What you need to know:
- The truth, an unsettling one for that matter, is that the local communities continue to suffer.
- From being relocated from their lands to drier areas without water for their use and for their animals, to being shot at by Kenya Wildlife Service guards on allegations of poaching.
- The local communities such as the Maasai who reside in areas surrounding the parks continue to suffer immeasurable pain and total disrespect.
Author: John Mbaria & Mordecai Ogada
Genre: Nonfiction (Wildlife Conservation)
Year of Publication: 2017
Publisher: Lens&Pens Publishing
Availability: NURIA BOOKSTORE
Price: Sh. 2,299
Recently, there was massive uproar on the internet in protest of an announcement by the Ministry of Tourism that British Supermodel Naomi Campbell, had “…agreed to be Magical Kenya’s International Tourism Ambassador.” Many Kenyans questioned Ms Campbell’s credentials, and even compared her to Kenyan Hollywood actress Lupita Nyong’o. The announcement further noted that the move would “…promote the marketing of Kenya as an ideal tourism and travel destination to the world.” This, in essence, suggests that the premise on which the ambassadorial post was offered to Campbell, was to attract foreign exchange to Kenya through tourism.
However, what most of those who challenged the move seem unaware of is that the culture of “the white saviour complex” and neo-colonial attitudes in the Kenyan wildlife sector have been entrenched for eons now. This is widely detailed in John Mbaria and Mordecai Ogada’s book, The Big Conservation Lie. The authors, who assume extravagant experience and knowledge in the matters of wildlife conservation, take the trouble of candidly exposing the rot and exploitation in the conservation sector, and unearth the underground activities that have gone on unabated since before independence.
Integral to their research is the manner in which the conservation policies are designed, with an aim of excluding the African local communities which have coexisted with the biodiversity, and particularly, the wild animals, for centuries. Ogada, a former worker at Kenya Wildlife Trust, an organisation whose main job is to conserve the animals, says that his experience at the organisation made him realise that the aim of the conservationists was only to manipulate the authorities and the locals, take control of the animal parks and make top dollar from it.
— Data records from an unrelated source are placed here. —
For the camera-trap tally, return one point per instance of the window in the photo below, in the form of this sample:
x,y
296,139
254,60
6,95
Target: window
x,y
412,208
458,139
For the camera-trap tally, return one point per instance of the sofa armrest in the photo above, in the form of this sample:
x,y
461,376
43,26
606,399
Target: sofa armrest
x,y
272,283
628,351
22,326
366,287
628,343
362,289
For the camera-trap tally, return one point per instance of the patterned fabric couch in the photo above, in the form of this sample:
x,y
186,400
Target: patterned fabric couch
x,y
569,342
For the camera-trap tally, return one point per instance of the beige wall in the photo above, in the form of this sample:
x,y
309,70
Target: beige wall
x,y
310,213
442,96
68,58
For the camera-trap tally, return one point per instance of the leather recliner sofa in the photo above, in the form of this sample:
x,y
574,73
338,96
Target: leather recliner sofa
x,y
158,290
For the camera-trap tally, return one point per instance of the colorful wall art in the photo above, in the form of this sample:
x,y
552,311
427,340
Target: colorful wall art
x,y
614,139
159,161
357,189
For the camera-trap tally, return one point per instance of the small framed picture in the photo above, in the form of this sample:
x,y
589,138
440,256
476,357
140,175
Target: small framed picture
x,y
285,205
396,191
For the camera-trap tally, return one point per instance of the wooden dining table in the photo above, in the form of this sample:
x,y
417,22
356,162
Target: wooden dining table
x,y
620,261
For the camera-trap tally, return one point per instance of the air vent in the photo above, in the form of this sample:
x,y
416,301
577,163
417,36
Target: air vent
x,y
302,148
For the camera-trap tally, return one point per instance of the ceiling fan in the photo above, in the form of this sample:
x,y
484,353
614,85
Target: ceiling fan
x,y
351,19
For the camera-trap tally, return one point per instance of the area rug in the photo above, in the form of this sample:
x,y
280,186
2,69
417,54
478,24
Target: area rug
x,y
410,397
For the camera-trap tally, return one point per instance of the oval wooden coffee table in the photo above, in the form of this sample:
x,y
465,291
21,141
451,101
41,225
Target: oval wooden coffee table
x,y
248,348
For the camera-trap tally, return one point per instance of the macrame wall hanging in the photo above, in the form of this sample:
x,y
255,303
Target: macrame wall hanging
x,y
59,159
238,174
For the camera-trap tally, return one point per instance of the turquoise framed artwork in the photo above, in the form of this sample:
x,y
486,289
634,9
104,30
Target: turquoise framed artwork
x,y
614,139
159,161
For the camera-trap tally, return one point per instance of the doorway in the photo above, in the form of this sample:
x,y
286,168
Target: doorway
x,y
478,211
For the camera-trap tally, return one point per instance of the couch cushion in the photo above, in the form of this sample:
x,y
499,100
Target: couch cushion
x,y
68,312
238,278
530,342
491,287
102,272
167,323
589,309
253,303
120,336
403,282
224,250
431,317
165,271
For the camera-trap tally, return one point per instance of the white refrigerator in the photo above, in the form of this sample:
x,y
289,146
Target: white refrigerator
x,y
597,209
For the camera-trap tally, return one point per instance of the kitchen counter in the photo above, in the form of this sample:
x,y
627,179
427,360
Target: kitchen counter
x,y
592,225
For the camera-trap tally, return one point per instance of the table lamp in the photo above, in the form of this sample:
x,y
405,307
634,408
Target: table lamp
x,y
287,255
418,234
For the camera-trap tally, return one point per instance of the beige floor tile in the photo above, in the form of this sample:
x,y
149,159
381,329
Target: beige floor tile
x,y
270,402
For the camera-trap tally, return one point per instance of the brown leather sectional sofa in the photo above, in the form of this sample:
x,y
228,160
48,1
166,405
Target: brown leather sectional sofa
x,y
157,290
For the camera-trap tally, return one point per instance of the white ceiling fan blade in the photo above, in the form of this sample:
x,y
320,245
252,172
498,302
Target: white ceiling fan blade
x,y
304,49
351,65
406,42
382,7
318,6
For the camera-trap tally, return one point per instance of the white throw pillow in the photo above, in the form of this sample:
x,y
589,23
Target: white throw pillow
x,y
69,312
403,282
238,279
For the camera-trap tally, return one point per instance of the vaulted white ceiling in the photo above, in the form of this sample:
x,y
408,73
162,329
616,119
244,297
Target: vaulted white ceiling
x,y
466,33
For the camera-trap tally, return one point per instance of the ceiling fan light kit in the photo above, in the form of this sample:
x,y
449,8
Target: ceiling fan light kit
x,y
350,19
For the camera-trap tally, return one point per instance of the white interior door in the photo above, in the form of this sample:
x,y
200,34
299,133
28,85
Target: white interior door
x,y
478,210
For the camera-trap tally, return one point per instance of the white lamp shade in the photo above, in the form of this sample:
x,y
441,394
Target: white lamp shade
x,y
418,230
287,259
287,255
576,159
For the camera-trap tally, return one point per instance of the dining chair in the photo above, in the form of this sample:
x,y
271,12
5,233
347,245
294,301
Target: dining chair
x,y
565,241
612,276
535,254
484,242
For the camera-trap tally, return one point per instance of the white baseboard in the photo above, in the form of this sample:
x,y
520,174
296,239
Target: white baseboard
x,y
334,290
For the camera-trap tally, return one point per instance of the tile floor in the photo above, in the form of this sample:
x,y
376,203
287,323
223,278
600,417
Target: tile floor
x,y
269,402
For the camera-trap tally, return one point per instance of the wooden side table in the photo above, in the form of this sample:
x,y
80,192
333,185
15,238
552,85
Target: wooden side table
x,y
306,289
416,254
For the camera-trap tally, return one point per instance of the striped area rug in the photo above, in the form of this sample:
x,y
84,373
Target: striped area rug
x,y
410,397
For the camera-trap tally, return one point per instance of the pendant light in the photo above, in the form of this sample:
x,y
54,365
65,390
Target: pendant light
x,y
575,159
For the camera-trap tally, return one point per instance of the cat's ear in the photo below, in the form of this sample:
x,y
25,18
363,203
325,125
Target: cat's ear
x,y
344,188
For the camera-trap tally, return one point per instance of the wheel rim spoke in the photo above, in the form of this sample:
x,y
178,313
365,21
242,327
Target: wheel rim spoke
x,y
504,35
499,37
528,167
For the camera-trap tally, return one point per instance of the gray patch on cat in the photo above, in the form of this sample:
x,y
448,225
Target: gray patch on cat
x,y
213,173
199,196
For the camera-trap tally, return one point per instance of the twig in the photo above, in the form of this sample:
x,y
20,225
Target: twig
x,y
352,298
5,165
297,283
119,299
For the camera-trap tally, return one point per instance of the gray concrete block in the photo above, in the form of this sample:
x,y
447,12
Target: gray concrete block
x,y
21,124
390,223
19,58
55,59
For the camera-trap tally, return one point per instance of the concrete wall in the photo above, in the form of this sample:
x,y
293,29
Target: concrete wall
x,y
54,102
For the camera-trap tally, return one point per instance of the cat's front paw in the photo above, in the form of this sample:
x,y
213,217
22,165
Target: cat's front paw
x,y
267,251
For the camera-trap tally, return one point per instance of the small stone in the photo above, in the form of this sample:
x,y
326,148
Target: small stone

The assumption that is usually held, and which many people like to console themselves with, is that the local communities benefit from the existence of the luxurious lodges and animal parks that are owned and managed by the white conservationists and business people. The truth, an unsettling one for that matter, is that the local communities continue to suffer. From being relocated from their lands to drier areas without water for their use and for their animals, to being shot at by Kenya Wildlife Service guards on allegations of poaching. The local communities such as the Maasai who reside in areas surrounding the parks continue to suffer immeasurable pain and total disrespect.
The well-researched and lacking-in-euphemisms text puts the government at the centre of the problems bedeviling the conservation sector. From their practical observations, Mbaria and Ogada state that corruption and racism continue to thrive in the conservation sector. Unfortunate as it may sound, the person with a European accent, and deep pockets calls the shots. Basically, according to the book, the wildlife conservation sector is still a colonial enterprise, only involving the locals in legitimising its existence and operations.
The paragraph I liked best is: “The wildlife conservation narrative in Kenya, as well as much of Africa, is thoroughly intertwined with colonialism, virulent racism, deliberate exclusion of the natives, veiled bribery, unsurpassed deceit, a conservation cult subscribed to by huge numbers of people in the West, and severe exploitation of the same wilderness conservationists have constantly claimed they are out to protect.”
Clearly, you will have to read the book to get angry enough by the bare truths that for long have been hidden from the ordinary man. The realisation that our native brothers and sisters in the communities living near parks continue to suffer, and their welfare undermined, will trigger you to relook the ordinary tales, and maybe demand for change.